Most people do their grieving in private. Hirshy Minkowicz, a 42-year-old Chabad rabbi in Alpharetta, Ga., has also mourned in public since his 37-year-old wife died unexpectedly March 11, 2014.

Grieving is highly individual, says Minkowicz, whose process includes a Facebook blog about the family’s journey through the tragedy. He strives to turn his pain into a way to help others maintain faith through their own challenges.

The passing of Rashi Minkowicz, a dynamic, devoted mother of eight children, then ages 2 through 14, touched a nerve globally. She had taken to her bed with a migraine headache late that afternoon and never awakened for the Purim-themed Torah & Tea class she was leading for women that evening.

According to the medical examiner, an aneurysm caused her death. Vibrant and seemingly healthy, the artsy Jewish mother and community leader had no prior warning. She had spent the previous evening quickly improvising a flower costume from dried puff paint and Popsicle sticks for her daughter to wear to school the next day.

For her class, Rashi planned to teach her guests to make hamantaschen. One of the last pictures she posted on her Facebook page, just a few hours before she passed, showed gourmet toppings for the Purim pastries.

Friends remember her as a powerhouse of a person, the life of the party, who would constantly send out pictures and recipes. Her creativity and love for family, community and Judaism knew no bounds.

It Could Happen to Anybody

“It was a big, big tragedy that affected people in a big way,” Minkowicz reflects a year later in his study as the children play nearby. Shock waves reverberated among Jews all over the world, seeing this man with eight children suddenly lose a young wife. “I think it made people shiver and say, ‘This is scary. It could happen to anyone.’“

One thousand family members, friends and strangers attended the Shloshim in Georgia, the end of the traditional 30-day mourning period when loved ones gather to offer support, pray and recite psalms.

“We’ve had lots of help from above through helpers below,” says Minkowicz.
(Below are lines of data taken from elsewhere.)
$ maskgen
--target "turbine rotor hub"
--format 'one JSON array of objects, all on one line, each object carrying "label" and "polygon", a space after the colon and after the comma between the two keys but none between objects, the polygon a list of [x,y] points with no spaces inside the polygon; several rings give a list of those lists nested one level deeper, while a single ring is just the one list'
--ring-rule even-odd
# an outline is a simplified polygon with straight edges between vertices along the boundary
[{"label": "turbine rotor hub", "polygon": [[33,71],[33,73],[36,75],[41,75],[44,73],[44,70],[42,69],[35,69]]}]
They have included a steady stream of relatives from around the world. He comes from a family of nine children in Brooklyn, and Rashi was the eldest of 17 who spent her early years in South Africa.

The Atlanta community also has offered tremendous support, from providing kosher meals to playing with the rabbi’s children to keep them entertained.

Classmates from his yeshiva days pooled their money to have a scribe write a new Torah in memory of Rashi. The first letter of the Torah was written at the Shloshim, and the project was completed in time for the first anniversary of her death.

Peer support helps in many ways. “There’s a whole network of rabbis in town when I need someone to talk to. But at the end of the day, you still go through it yourself, me and my kids.”

Maintaining Joy in Life

So how does he go through it—committed to faith, trust in God and even joie de vivre?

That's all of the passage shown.